I'm in ruby so I use this wrapper - https://github.com/forward/rbhive (gem install rbhive)
If you're not in ruby, you can download the hive source and run thrift on the included thrift configuration files to generate client code in most languages.
2. Connect to hive on port 10001 and run a describe query
In ruby this looks like this:
RBHive.connect(host, port) do |connection|
connection.fetch("describe select * from categories limit 10")
end
If the query is invalid the client will throw an exception with details of why the syntax is invalid. Describe will return you a query tree if the syntax IS valid (which you can ignore in this case)
Hope that helps.
OTHER TIPS
"describe select * from categories limit 10" didn't work for me.

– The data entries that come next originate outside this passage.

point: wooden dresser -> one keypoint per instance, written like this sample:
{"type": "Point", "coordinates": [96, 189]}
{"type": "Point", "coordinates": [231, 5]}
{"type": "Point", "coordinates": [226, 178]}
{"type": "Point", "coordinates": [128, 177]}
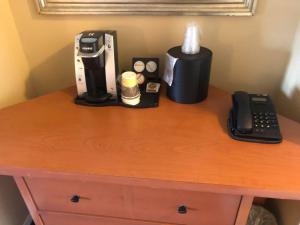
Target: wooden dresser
{"type": "Point", "coordinates": [174, 164]}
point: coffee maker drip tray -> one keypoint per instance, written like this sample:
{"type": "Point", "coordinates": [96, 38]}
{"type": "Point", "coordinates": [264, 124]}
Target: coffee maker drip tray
{"type": "Point", "coordinates": [148, 100]}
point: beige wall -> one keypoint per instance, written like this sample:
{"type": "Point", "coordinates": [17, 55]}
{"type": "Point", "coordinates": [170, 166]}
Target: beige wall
{"type": "Point", "coordinates": [13, 64]}
{"type": "Point", "coordinates": [250, 53]}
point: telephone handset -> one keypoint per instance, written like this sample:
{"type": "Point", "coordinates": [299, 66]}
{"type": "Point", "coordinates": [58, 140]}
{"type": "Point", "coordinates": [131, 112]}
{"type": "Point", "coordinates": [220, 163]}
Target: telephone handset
{"type": "Point", "coordinates": [253, 118]}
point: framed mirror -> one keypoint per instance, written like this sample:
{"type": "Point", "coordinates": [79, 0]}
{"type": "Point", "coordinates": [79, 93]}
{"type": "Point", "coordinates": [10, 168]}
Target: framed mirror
{"type": "Point", "coordinates": [149, 7]}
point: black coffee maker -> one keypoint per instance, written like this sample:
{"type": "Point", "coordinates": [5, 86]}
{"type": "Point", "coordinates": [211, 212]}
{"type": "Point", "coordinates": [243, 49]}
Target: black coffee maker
{"type": "Point", "coordinates": [96, 67]}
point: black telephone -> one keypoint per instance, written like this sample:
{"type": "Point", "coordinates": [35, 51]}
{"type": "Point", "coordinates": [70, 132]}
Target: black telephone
{"type": "Point", "coordinates": [253, 118]}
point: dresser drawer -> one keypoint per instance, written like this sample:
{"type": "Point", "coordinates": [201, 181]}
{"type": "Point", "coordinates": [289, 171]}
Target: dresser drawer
{"type": "Point", "coordinates": [73, 219]}
{"type": "Point", "coordinates": [123, 201]}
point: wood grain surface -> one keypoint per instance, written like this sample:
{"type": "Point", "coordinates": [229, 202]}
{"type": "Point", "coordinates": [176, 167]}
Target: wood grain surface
{"type": "Point", "coordinates": [132, 202]}
{"type": "Point", "coordinates": [54, 218]}
{"type": "Point", "coordinates": [174, 142]}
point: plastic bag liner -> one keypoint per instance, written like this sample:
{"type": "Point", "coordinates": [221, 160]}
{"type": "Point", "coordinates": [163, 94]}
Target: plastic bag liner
{"type": "Point", "coordinates": [260, 216]}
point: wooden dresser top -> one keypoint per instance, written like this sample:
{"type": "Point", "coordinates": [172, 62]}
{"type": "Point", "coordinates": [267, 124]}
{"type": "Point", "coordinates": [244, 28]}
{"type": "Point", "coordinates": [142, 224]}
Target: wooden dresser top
{"type": "Point", "coordinates": [174, 142]}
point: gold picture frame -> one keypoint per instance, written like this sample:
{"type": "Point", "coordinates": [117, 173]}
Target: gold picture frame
{"type": "Point", "coordinates": [149, 7]}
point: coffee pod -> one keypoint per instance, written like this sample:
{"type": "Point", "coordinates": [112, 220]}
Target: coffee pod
{"type": "Point", "coordinates": [130, 91]}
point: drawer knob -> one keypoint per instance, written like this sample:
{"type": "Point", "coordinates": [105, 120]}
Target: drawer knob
{"type": "Point", "coordinates": [75, 198]}
{"type": "Point", "coordinates": [182, 209]}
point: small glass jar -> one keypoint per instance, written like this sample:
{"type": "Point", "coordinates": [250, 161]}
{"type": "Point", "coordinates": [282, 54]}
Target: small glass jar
{"type": "Point", "coordinates": [130, 91]}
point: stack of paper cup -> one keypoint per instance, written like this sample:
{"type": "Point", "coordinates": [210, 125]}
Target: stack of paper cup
{"type": "Point", "coordinates": [130, 88]}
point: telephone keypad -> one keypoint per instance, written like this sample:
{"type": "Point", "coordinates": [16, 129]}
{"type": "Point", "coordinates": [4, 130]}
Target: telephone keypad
{"type": "Point", "coordinates": [263, 121]}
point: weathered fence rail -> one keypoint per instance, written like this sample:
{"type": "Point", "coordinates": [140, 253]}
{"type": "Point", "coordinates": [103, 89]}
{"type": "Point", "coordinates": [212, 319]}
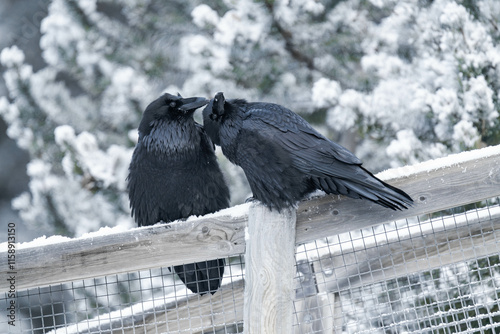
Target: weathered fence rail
{"type": "Point", "coordinates": [436, 185]}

Maybe this is related to the Hive version one is using. I'm using Hive 0.8.1.4
After doing some research I found a similar solution to the one Matthew Rathbone provided:
Hive provides an EXPLAIN command that shows the execution plan for a query. The syntax for this statement is as follows:
EXPLAIN [EXTENDED] query
So for everyone who's also using rbhive:
RBHive.connect(host, port) do |c|
c.execute("explain select * from categories limit 10")
end
Note that you have to substitute c.fetch with c.execute, since explain won't return any results if it succeeds => rbhive will throw an exception no matter if your syntax is correct or not.

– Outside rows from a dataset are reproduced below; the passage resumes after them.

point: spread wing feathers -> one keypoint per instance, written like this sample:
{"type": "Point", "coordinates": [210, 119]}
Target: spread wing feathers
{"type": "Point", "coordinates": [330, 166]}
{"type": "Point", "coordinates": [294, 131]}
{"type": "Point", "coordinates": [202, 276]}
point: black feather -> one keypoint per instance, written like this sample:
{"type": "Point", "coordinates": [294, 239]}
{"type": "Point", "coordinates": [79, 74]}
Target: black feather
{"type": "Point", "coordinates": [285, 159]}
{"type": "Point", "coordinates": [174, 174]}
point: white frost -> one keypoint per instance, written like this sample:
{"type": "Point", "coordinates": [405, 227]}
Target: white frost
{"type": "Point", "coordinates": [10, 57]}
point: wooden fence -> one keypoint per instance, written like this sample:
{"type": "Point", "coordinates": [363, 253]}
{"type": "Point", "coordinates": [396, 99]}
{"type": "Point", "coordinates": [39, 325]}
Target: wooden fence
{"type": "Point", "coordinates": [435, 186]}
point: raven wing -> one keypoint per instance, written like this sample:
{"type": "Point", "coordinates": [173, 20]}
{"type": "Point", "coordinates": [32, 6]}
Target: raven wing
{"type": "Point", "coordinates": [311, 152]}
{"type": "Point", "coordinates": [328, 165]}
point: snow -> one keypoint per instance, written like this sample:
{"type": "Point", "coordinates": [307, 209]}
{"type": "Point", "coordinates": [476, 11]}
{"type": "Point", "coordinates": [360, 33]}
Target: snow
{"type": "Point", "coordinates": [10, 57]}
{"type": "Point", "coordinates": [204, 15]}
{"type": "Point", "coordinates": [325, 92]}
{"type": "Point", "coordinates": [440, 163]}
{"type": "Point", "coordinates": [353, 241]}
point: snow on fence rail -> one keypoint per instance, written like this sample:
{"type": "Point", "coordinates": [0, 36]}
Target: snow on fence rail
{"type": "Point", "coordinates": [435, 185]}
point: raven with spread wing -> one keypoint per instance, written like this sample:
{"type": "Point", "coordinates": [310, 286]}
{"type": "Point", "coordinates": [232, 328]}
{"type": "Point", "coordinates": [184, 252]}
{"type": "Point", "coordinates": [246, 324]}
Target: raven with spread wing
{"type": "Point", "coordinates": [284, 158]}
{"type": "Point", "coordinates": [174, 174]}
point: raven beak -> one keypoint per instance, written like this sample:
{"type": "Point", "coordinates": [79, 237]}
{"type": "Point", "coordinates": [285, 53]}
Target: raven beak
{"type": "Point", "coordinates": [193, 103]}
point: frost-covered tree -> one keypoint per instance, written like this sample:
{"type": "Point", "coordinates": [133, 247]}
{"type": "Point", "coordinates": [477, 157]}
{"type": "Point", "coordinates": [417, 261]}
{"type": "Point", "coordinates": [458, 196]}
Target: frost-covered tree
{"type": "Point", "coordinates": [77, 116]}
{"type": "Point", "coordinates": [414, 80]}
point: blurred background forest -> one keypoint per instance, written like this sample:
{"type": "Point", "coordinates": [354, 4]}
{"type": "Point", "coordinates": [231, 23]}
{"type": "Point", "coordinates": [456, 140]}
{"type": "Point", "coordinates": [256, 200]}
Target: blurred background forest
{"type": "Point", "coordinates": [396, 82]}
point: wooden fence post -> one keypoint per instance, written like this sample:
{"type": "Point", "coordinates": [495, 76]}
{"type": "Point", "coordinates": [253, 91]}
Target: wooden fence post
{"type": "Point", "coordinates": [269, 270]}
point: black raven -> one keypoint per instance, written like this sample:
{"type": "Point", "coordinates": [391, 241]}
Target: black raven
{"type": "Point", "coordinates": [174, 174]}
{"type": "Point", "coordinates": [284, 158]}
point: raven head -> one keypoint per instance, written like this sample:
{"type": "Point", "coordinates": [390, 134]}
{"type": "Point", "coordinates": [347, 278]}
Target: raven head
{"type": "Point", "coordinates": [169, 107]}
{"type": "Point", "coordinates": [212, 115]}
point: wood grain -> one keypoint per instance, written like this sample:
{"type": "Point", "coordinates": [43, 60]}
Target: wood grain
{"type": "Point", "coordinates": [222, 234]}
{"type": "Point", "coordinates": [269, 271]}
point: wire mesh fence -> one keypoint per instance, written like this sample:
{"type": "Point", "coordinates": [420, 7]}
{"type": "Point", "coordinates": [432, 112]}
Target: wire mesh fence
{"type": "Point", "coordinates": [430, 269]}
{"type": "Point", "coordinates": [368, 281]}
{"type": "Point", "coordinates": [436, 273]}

execute will throw an exception if you've got an syntax error or if the table / column you are querying doesn't exist. If everything is fine, no exception is thrown but also you'll receive no results, which is not an evil thing
In the latest version hive 2.0 comes with hplsql tool which allows us to validate hive commands without actually running them.

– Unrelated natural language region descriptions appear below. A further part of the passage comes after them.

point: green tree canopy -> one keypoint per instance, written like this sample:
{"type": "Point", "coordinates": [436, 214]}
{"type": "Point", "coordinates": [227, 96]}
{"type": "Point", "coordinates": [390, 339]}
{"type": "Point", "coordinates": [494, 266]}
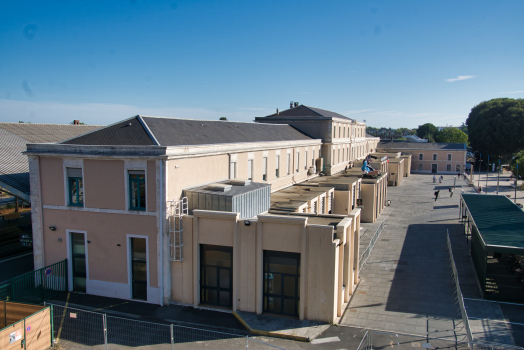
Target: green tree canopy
{"type": "Point", "coordinates": [452, 135]}
{"type": "Point", "coordinates": [427, 131]}
{"type": "Point", "coordinates": [519, 158]}
{"type": "Point", "coordinates": [496, 127]}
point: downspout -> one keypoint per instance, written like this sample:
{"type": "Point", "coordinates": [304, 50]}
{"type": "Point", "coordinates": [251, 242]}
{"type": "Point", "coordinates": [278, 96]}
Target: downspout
{"type": "Point", "coordinates": [163, 204]}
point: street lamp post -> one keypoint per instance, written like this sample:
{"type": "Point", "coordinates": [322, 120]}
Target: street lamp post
{"type": "Point", "coordinates": [487, 174]}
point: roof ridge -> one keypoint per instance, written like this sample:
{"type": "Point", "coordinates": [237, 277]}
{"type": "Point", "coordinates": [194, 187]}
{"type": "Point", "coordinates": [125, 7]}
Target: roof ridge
{"type": "Point", "coordinates": [92, 131]}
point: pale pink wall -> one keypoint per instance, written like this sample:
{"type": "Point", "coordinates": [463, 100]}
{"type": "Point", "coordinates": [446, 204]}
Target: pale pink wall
{"type": "Point", "coordinates": [151, 185]}
{"type": "Point", "coordinates": [107, 261]}
{"type": "Point", "coordinates": [104, 183]}
{"type": "Point", "coordinates": [52, 180]}
{"type": "Point", "coordinates": [183, 173]}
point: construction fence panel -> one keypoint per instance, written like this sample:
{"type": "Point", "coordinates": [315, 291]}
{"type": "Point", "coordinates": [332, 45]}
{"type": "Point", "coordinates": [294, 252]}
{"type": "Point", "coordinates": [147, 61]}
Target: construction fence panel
{"type": "Point", "coordinates": [75, 328]}
{"type": "Point", "coordinates": [385, 340]}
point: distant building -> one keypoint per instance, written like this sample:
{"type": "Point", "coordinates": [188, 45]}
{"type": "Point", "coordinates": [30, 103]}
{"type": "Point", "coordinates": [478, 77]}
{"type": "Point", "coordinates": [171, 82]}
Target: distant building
{"type": "Point", "coordinates": [431, 157]}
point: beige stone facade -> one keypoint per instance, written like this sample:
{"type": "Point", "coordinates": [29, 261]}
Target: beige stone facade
{"type": "Point", "coordinates": [122, 208]}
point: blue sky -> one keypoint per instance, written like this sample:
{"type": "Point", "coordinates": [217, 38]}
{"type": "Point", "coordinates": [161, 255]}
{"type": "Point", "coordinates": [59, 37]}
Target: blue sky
{"type": "Point", "coordinates": [391, 63]}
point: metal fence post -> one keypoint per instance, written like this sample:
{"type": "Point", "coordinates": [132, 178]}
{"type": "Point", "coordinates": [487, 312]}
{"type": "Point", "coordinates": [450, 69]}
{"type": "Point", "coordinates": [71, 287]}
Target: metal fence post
{"type": "Point", "coordinates": [172, 337]}
{"type": "Point", "coordinates": [105, 330]}
{"type": "Point", "coordinates": [52, 326]}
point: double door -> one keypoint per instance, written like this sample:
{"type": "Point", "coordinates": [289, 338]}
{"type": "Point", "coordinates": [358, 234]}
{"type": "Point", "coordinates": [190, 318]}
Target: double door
{"type": "Point", "coordinates": [216, 278]}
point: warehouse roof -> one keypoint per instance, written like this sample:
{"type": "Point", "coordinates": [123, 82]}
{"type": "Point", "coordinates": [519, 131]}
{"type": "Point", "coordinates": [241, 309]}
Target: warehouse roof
{"type": "Point", "coordinates": [305, 112]}
{"type": "Point", "coordinates": [421, 146]}
{"type": "Point", "coordinates": [143, 130]}
{"type": "Point", "coordinates": [499, 221]}
{"type": "Point", "coordinates": [14, 167]}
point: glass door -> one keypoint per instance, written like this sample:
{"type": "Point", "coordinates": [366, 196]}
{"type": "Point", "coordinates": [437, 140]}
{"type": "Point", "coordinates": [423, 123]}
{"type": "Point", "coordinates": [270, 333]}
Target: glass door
{"type": "Point", "coordinates": [216, 279]}
{"type": "Point", "coordinates": [78, 257]}
{"type": "Point", "coordinates": [139, 268]}
{"type": "Point", "coordinates": [281, 282]}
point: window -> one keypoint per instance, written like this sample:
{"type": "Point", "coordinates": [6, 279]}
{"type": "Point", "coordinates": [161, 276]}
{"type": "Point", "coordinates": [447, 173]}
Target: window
{"type": "Point", "coordinates": [305, 160]}
{"type": "Point", "coordinates": [137, 190]}
{"type": "Point", "coordinates": [264, 169]}
{"type": "Point", "coordinates": [250, 169]}
{"type": "Point", "coordinates": [76, 187]}
{"type": "Point", "coordinates": [233, 170]}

Configuration: add the below XML in hive/conf folder and restart hive
https://github.com/apache/hive/blob/master/hplsql/src/main/resources/hplsql-site.xml
To Run the hplsql and validate the query , please use the below command: To validate Singe Query
hplsql -offline -trace -e 'select * from sample'
(or) To Validate Entire File
hplsql -offline -trace -f samplehql.sql
If the query syntax is correct , the response from hplsql would be something like this:
Ln:1 SELECT // type
Ln:1 select * from sample // command
Ln:1 Not executed - offline mode set // execution status
if the query Syntax is wrong , the syntax issue in the query will be reported
If the hive version is older, we need to manually place the hplsql jars inside the hive/lib and proceed.